Writing a letter to my Stepmother proves to help me understand her more
When my Sponsor and I were working through Steps 4 and 8, she made me create a “Hell No” List. This was the list created of People that I had identified in recognizing my character defects that created upset in me for making amends. The list was made as a recognition of my distress and the lurking Resentment that was inside me. Writing the person’s name on a piece of paper forced me to deal with those feelings. There were 3. The first person molested me and was dead. The second raped me in High School and now has since died. The third, was my Step Mother.
Needless to say, making amends to the dead is less risky, but in the end after I worked through my motives in making those amends, they both seemed unnecessary. The resentment was really no longer there, I had closed the door. Putting them on the “Hell-No” list was a great process to go through.
“She makes me want to tear my hair out and eat it.”
When my Dad was living I would say this often to myself. And when he was dying, she and I sort of “came to terms.” I mentioned that in this blog previously. And over these past 2 years there has been things that she has said that I have found haunt me. I figured I would write her a letter, come clean about my own alcoholism and my belief of my father’s own illness. At my father’s bedside, we made peace for his sake, I felt it was time to make peace for my own.
Once again I am reminded that these “hauntings” “constant nudges” are not mine, they are from someone else trying to tell me something. Until I do something – in my case that usually means write something, it doesn’t go away. That is how our book came about. I kept getting reminded about writing and then writing a book came from that and the rest seemed to fall into place. As of today, it has been submitted to 3 publishers. I do the footwork and my Higher Power does the rest.
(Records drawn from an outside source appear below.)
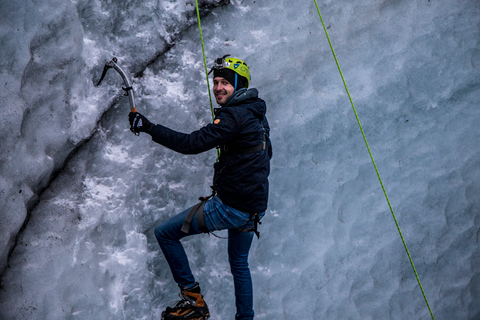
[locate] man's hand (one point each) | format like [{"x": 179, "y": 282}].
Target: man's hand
[{"x": 138, "y": 123}]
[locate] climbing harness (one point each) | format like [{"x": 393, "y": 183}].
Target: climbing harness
[
  {"x": 198, "y": 211},
  {"x": 373, "y": 161}
]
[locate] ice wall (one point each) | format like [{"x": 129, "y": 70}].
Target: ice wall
[
  {"x": 52, "y": 53},
  {"x": 329, "y": 247}
]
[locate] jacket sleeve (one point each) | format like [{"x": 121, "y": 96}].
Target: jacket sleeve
[{"x": 224, "y": 128}]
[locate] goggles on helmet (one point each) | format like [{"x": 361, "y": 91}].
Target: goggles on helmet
[
  {"x": 220, "y": 63},
  {"x": 234, "y": 64}
]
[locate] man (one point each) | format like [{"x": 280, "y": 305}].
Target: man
[{"x": 240, "y": 186}]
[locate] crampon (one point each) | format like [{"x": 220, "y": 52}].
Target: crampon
[{"x": 190, "y": 307}]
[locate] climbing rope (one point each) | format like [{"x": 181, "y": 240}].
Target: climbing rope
[
  {"x": 373, "y": 161},
  {"x": 206, "y": 69}
]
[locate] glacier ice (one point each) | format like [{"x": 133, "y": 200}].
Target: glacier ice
[{"x": 329, "y": 247}]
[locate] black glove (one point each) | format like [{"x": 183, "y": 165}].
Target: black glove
[{"x": 138, "y": 123}]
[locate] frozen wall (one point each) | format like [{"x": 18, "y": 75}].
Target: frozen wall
[
  {"x": 329, "y": 247},
  {"x": 52, "y": 52}
]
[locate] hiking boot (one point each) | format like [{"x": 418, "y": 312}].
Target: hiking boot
[{"x": 191, "y": 307}]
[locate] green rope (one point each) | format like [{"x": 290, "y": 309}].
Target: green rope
[
  {"x": 206, "y": 69},
  {"x": 373, "y": 161}
]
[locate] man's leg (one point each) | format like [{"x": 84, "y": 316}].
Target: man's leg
[
  {"x": 238, "y": 247},
  {"x": 168, "y": 235}
]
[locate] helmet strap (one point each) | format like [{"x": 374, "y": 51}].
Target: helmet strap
[{"x": 235, "y": 88}]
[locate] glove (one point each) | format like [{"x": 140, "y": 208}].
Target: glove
[{"x": 138, "y": 123}]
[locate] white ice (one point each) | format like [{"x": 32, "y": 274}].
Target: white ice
[{"x": 93, "y": 192}]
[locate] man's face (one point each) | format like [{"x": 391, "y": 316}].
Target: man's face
[{"x": 222, "y": 89}]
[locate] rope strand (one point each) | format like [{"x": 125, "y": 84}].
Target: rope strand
[
  {"x": 206, "y": 69},
  {"x": 373, "y": 161}
]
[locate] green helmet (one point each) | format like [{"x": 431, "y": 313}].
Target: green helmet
[{"x": 236, "y": 65}]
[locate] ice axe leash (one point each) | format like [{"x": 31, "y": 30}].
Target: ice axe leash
[{"x": 128, "y": 86}]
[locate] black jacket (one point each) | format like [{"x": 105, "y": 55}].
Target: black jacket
[{"x": 240, "y": 179}]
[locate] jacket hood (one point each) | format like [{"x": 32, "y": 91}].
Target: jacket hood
[{"x": 242, "y": 96}]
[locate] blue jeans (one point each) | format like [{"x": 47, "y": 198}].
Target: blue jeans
[{"x": 218, "y": 216}]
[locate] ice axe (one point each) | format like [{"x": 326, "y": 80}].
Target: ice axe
[{"x": 128, "y": 87}]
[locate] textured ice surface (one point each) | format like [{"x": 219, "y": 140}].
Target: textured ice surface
[
  {"x": 51, "y": 55},
  {"x": 329, "y": 247}
]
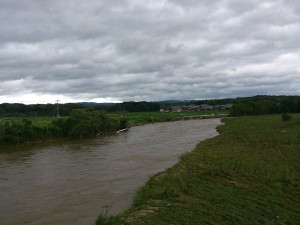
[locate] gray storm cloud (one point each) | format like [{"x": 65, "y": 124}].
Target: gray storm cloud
[{"x": 148, "y": 50}]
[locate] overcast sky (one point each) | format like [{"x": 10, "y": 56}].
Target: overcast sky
[{"x": 134, "y": 50}]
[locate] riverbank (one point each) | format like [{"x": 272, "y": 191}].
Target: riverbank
[{"x": 249, "y": 174}]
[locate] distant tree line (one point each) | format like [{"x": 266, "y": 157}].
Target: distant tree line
[
  {"x": 81, "y": 123},
  {"x": 260, "y": 105},
  {"x": 19, "y": 110}
]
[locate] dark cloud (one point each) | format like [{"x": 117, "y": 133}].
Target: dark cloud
[{"x": 118, "y": 50}]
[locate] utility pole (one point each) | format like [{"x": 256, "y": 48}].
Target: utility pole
[{"x": 57, "y": 109}]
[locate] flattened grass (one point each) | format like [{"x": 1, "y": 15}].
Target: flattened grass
[{"x": 249, "y": 174}]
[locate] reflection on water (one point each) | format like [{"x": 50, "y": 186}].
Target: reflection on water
[{"x": 68, "y": 184}]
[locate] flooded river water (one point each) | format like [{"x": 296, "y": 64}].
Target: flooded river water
[{"x": 69, "y": 184}]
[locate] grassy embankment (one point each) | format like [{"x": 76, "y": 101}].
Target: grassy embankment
[
  {"x": 134, "y": 118},
  {"x": 249, "y": 174}
]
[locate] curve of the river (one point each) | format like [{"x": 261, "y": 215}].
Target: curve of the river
[{"x": 69, "y": 184}]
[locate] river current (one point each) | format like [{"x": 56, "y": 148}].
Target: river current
[{"x": 70, "y": 183}]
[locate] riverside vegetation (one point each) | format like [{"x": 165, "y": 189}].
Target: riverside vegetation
[
  {"x": 81, "y": 123},
  {"x": 249, "y": 174}
]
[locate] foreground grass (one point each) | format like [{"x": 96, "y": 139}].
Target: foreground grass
[{"x": 249, "y": 174}]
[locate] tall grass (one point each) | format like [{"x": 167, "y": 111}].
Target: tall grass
[{"x": 249, "y": 174}]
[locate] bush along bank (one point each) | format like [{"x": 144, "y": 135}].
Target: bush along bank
[
  {"x": 249, "y": 174},
  {"x": 82, "y": 123}
]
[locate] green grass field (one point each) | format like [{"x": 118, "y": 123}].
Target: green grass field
[
  {"x": 134, "y": 119},
  {"x": 40, "y": 121},
  {"x": 249, "y": 174}
]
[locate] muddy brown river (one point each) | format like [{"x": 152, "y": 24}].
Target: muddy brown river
[{"x": 69, "y": 184}]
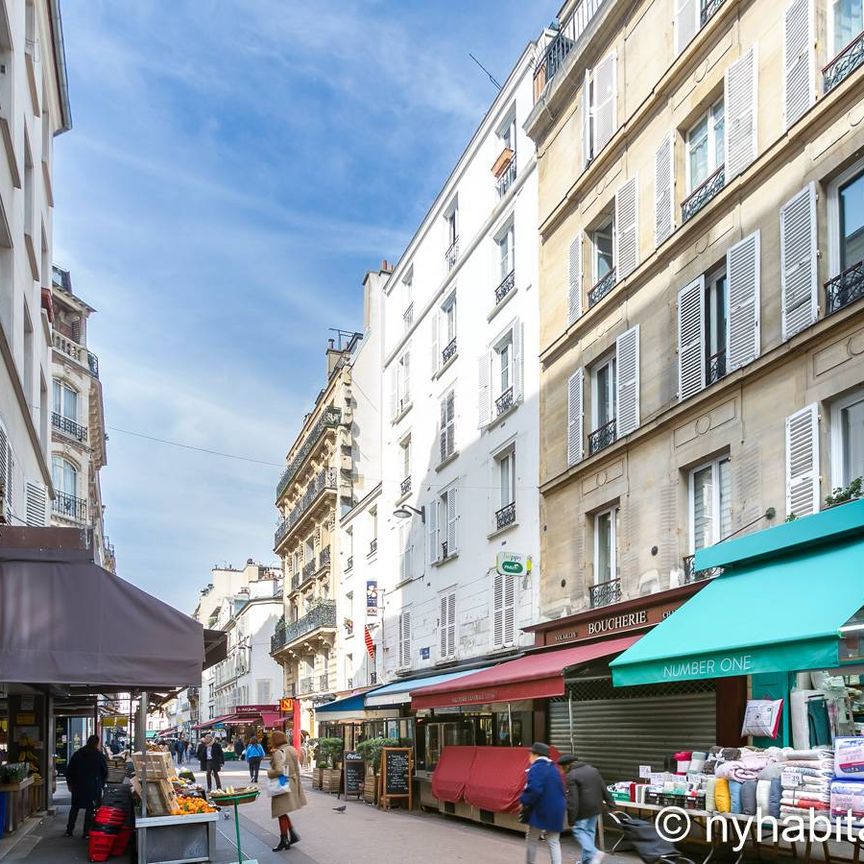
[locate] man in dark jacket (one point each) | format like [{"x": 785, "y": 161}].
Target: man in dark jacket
[
  {"x": 586, "y": 793},
  {"x": 543, "y": 804},
  {"x": 212, "y": 759},
  {"x": 86, "y": 775}
]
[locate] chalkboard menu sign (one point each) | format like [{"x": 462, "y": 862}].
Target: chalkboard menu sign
[
  {"x": 354, "y": 773},
  {"x": 396, "y": 771}
]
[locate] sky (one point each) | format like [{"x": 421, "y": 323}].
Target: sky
[{"x": 233, "y": 170}]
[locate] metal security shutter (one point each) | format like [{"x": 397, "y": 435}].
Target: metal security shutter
[{"x": 617, "y": 729}]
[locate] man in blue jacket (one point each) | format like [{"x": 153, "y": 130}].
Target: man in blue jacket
[{"x": 543, "y": 804}]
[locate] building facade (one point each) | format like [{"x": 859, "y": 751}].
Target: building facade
[
  {"x": 34, "y": 107},
  {"x": 701, "y": 281}
]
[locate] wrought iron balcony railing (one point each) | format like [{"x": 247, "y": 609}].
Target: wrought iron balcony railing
[
  {"x": 701, "y": 195},
  {"x": 845, "y": 288},
  {"x": 602, "y": 288},
  {"x": 602, "y": 437},
  {"x": 505, "y": 287},
  {"x": 844, "y": 64},
  {"x": 605, "y": 593},
  {"x": 69, "y": 427},
  {"x": 506, "y": 515}
]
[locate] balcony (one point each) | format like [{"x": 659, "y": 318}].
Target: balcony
[
  {"x": 506, "y": 286},
  {"x": 701, "y": 195},
  {"x": 321, "y": 616},
  {"x": 605, "y": 593},
  {"x": 69, "y": 507},
  {"x": 69, "y": 427},
  {"x": 330, "y": 418},
  {"x": 844, "y": 64},
  {"x": 845, "y": 288},
  {"x": 325, "y": 480},
  {"x": 601, "y": 438},
  {"x": 506, "y": 516}
]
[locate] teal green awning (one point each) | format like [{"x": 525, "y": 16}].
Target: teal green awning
[{"x": 777, "y": 609}]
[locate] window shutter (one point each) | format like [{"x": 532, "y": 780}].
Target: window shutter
[
  {"x": 686, "y": 23},
  {"x": 605, "y": 118},
  {"x": 740, "y": 105},
  {"x": 802, "y": 462},
  {"x": 626, "y": 229},
  {"x": 798, "y": 62},
  {"x": 575, "y": 418},
  {"x": 742, "y": 323},
  {"x": 574, "y": 281},
  {"x": 691, "y": 339},
  {"x": 798, "y": 262},
  {"x": 664, "y": 190},
  {"x": 627, "y": 383}
]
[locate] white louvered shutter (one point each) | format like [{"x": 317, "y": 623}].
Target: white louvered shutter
[
  {"x": 799, "y": 85},
  {"x": 686, "y": 23},
  {"x": 691, "y": 339},
  {"x": 798, "y": 263},
  {"x": 740, "y": 106},
  {"x": 626, "y": 228},
  {"x": 575, "y": 417},
  {"x": 574, "y": 280},
  {"x": 802, "y": 461},
  {"x": 742, "y": 323},
  {"x": 627, "y": 382},
  {"x": 664, "y": 190}
]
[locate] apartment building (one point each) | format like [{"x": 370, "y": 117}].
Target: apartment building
[
  {"x": 701, "y": 192},
  {"x": 34, "y": 107},
  {"x": 78, "y": 448},
  {"x": 460, "y": 413}
]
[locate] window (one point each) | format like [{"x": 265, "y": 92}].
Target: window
[
  {"x": 710, "y": 504},
  {"x": 705, "y": 146},
  {"x": 847, "y": 439}
]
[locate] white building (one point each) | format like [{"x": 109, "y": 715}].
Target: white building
[
  {"x": 34, "y": 107},
  {"x": 460, "y": 419}
]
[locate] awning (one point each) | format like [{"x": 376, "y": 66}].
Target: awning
[
  {"x": 535, "y": 676},
  {"x": 778, "y": 606},
  {"x": 65, "y": 620},
  {"x": 399, "y": 693}
]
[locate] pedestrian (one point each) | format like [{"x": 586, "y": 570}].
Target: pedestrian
[
  {"x": 212, "y": 759},
  {"x": 283, "y": 760},
  {"x": 586, "y": 793},
  {"x": 254, "y": 755},
  {"x": 86, "y": 775},
  {"x": 543, "y": 804}
]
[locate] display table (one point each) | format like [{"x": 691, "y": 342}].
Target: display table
[{"x": 176, "y": 839}]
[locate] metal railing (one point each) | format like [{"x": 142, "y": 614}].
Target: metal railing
[
  {"x": 605, "y": 593},
  {"x": 602, "y": 437},
  {"x": 69, "y": 427},
  {"x": 844, "y": 64},
  {"x": 602, "y": 288},
  {"x": 506, "y": 515},
  {"x": 329, "y": 419},
  {"x": 505, "y": 287},
  {"x": 845, "y": 288},
  {"x": 702, "y": 194}
]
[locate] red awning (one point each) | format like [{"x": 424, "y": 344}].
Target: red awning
[{"x": 536, "y": 676}]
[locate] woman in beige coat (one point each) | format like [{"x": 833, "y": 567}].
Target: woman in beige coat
[{"x": 283, "y": 760}]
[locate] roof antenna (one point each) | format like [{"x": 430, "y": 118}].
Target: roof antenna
[{"x": 488, "y": 73}]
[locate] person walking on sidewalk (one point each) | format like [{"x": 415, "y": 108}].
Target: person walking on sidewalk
[
  {"x": 543, "y": 804},
  {"x": 254, "y": 755},
  {"x": 86, "y": 775},
  {"x": 283, "y": 760},
  {"x": 586, "y": 793},
  {"x": 212, "y": 759}
]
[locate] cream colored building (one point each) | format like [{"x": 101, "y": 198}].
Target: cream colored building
[{"x": 701, "y": 175}]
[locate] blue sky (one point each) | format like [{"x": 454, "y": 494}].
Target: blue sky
[{"x": 233, "y": 171}]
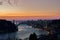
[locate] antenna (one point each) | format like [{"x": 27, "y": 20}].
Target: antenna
[{"x": 1, "y": 2}]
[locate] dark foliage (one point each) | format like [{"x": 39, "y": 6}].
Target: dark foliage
[{"x": 33, "y": 37}]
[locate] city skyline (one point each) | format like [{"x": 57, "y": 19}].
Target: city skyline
[{"x": 43, "y": 9}]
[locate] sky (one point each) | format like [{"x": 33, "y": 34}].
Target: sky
[{"x": 43, "y": 9}]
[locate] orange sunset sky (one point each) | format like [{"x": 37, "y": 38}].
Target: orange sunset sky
[{"x": 30, "y": 9}]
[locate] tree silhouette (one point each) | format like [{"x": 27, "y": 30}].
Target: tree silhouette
[{"x": 7, "y": 26}]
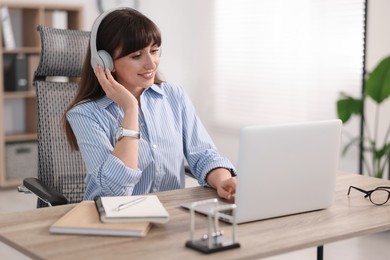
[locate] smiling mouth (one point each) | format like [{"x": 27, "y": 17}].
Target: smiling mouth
[{"x": 147, "y": 75}]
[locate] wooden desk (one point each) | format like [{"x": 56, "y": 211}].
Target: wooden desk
[{"x": 348, "y": 217}]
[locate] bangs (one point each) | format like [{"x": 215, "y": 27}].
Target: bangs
[{"x": 137, "y": 35}]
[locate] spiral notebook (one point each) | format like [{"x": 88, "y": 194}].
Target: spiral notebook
[
  {"x": 136, "y": 208},
  {"x": 84, "y": 219}
]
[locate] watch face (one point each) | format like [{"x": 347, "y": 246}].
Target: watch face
[
  {"x": 119, "y": 133},
  {"x": 105, "y": 5}
]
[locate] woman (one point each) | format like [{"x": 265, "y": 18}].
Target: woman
[{"x": 132, "y": 99}]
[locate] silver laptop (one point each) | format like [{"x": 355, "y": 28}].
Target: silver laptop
[{"x": 285, "y": 169}]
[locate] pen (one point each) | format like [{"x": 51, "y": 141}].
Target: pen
[{"x": 130, "y": 203}]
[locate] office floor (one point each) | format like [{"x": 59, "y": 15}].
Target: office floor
[{"x": 375, "y": 247}]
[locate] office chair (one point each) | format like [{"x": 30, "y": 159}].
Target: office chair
[{"x": 61, "y": 171}]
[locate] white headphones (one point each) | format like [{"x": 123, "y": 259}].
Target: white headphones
[{"x": 101, "y": 57}]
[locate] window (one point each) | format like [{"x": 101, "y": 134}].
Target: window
[{"x": 282, "y": 60}]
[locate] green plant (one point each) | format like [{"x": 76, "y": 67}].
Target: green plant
[{"x": 377, "y": 88}]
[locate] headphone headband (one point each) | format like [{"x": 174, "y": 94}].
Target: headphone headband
[{"x": 101, "y": 57}]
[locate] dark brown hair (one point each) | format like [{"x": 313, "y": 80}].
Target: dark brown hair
[{"x": 121, "y": 32}]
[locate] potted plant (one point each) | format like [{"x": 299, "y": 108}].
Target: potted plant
[{"x": 376, "y": 154}]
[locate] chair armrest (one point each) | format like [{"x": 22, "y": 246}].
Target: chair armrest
[{"x": 44, "y": 192}]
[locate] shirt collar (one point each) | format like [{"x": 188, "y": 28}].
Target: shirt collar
[{"x": 105, "y": 101}]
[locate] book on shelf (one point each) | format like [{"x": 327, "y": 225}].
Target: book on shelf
[
  {"x": 15, "y": 72},
  {"x": 137, "y": 208},
  {"x": 84, "y": 219},
  {"x": 8, "y": 34}
]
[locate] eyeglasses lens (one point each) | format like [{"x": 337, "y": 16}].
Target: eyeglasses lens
[{"x": 379, "y": 196}]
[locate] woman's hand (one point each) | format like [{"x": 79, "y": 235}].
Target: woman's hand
[
  {"x": 227, "y": 189},
  {"x": 222, "y": 180},
  {"x": 115, "y": 91}
]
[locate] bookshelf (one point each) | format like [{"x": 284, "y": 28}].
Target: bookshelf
[{"x": 20, "y": 49}]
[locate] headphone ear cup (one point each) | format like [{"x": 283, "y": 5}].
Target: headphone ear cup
[{"x": 106, "y": 60}]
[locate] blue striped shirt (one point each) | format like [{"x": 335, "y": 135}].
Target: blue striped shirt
[{"x": 170, "y": 130}]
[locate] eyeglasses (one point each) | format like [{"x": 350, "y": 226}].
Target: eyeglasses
[{"x": 378, "y": 196}]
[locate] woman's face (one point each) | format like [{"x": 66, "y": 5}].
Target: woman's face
[{"x": 138, "y": 69}]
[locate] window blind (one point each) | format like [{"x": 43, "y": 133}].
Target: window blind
[{"x": 281, "y": 60}]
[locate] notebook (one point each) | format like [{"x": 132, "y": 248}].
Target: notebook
[
  {"x": 84, "y": 219},
  {"x": 136, "y": 208},
  {"x": 285, "y": 169}
]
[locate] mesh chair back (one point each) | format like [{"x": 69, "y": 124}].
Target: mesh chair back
[{"x": 62, "y": 55}]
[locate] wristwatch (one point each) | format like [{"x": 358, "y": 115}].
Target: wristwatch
[{"x": 122, "y": 132}]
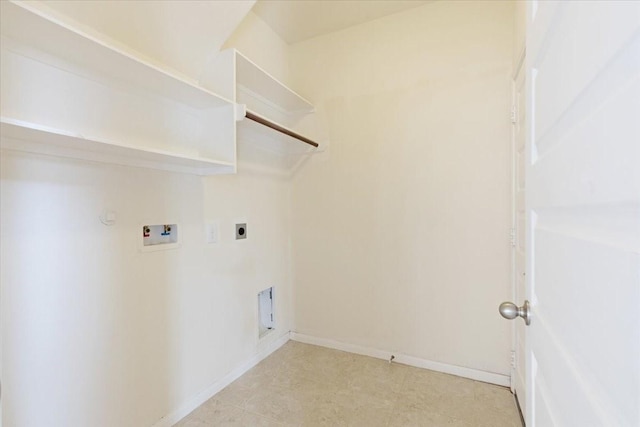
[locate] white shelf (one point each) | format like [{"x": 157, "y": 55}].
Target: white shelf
[
  {"x": 32, "y": 138},
  {"x": 100, "y": 56},
  {"x": 70, "y": 93},
  {"x": 268, "y": 139},
  {"x": 257, "y": 83}
]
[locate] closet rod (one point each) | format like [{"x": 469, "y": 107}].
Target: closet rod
[{"x": 249, "y": 115}]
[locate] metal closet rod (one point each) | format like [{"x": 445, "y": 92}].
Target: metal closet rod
[{"x": 249, "y": 115}]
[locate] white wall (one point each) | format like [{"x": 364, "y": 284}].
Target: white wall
[
  {"x": 97, "y": 333},
  {"x": 256, "y": 40},
  {"x": 401, "y": 229}
]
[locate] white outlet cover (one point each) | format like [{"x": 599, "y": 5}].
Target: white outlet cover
[{"x": 213, "y": 232}]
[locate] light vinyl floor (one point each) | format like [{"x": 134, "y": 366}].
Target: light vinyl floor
[{"x": 306, "y": 385}]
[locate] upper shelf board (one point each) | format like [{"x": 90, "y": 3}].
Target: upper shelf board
[
  {"x": 255, "y": 80},
  {"x": 31, "y": 138},
  {"x": 100, "y": 56}
]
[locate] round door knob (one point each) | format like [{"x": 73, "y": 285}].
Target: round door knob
[{"x": 510, "y": 311}]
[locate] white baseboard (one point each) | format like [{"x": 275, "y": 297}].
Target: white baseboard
[
  {"x": 474, "y": 374},
  {"x": 214, "y": 388}
]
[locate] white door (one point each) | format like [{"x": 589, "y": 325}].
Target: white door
[
  {"x": 583, "y": 213},
  {"x": 518, "y": 373}
]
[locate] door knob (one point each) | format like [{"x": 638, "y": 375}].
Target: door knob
[{"x": 510, "y": 311}]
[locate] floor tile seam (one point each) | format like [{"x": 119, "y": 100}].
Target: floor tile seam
[{"x": 264, "y": 416}]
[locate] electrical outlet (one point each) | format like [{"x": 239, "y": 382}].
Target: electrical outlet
[
  {"x": 241, "y": 231},
  {"x": 213, "y": 232}
]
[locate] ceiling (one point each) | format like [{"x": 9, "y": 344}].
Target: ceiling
[
  {"x": 180, "y": 34},
  {"x": 298, "y": 20}
]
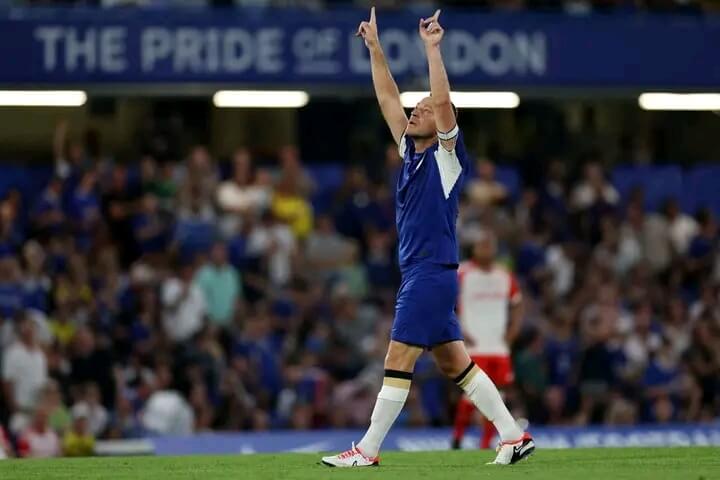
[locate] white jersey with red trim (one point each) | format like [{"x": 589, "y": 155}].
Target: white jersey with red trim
[{"x": 484, "y": 306}]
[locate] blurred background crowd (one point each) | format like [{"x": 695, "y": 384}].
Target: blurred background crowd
[{"x": 192, "y": 293}]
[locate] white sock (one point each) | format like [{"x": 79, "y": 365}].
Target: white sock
[
  {"x": 387, "y": 408},
  {"x": 486, "y": 397}
]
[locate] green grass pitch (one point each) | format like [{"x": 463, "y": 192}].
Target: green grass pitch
[{"x": 580, "y": 464}]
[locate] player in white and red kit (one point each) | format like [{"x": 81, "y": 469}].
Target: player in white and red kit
[{"x": 490, "y": 310}]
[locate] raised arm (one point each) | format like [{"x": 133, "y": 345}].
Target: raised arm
[
  {"x": 386, "y": 89},
  {"x": 431, "y": 33}
]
Once I started writing the letter it was obvious that it was what I was supposed to do. The words came out and with just a couple typos the letter was ready. I printed it, addressed the letter and drove it to the Post Office. Felt like I needed to do that. (When this happens to me these days I just do it, without question.) When the letter went into the box, I felt a little relief.
I wasn’t sure what to expect
She and I are not bosom buddies but we are not enemies anymore either. We are polite and friendly, but sending this letter to her was not a “slam dunk” resolution. It was a letter reconstructing our relationship and taking my responsibility for the stress and strain that a 26 year old woman (the age they married), may have caused. I believe my feelings for her were much stronger than hers were for me, so the letter did not identify the “he said, she said” or really in much detail of situations themselves. The words were kind, I mentioned a few of the sentences she had said several times, “The drinking had stopped but not the behavior…” “He could be so cruel and divisive…” I wanted her to know that none of this behavior was her cause and that being an alcoholic myself in recovery, I can recognize the “dry drunk” and had in my own father.
The Phone Rang
My Stepmother is one of the most impossible people to reach. When I was drinking I thought this was all part of a GAME she was playing, trying to punish me. Well that wasn’t the situation at all. She just vaporizes. She doesn’t stay in touch with anyone. After a couple of telephone tag attempts we were able to talk. She was kind and so was I. There were no “I’m sorry’s,” there were more, “I understands.” She told me about what she knew about alcoholism and how she thought there were some in her family that were alcoholics. And we ended the conversation with a pleasant “Goodbye.”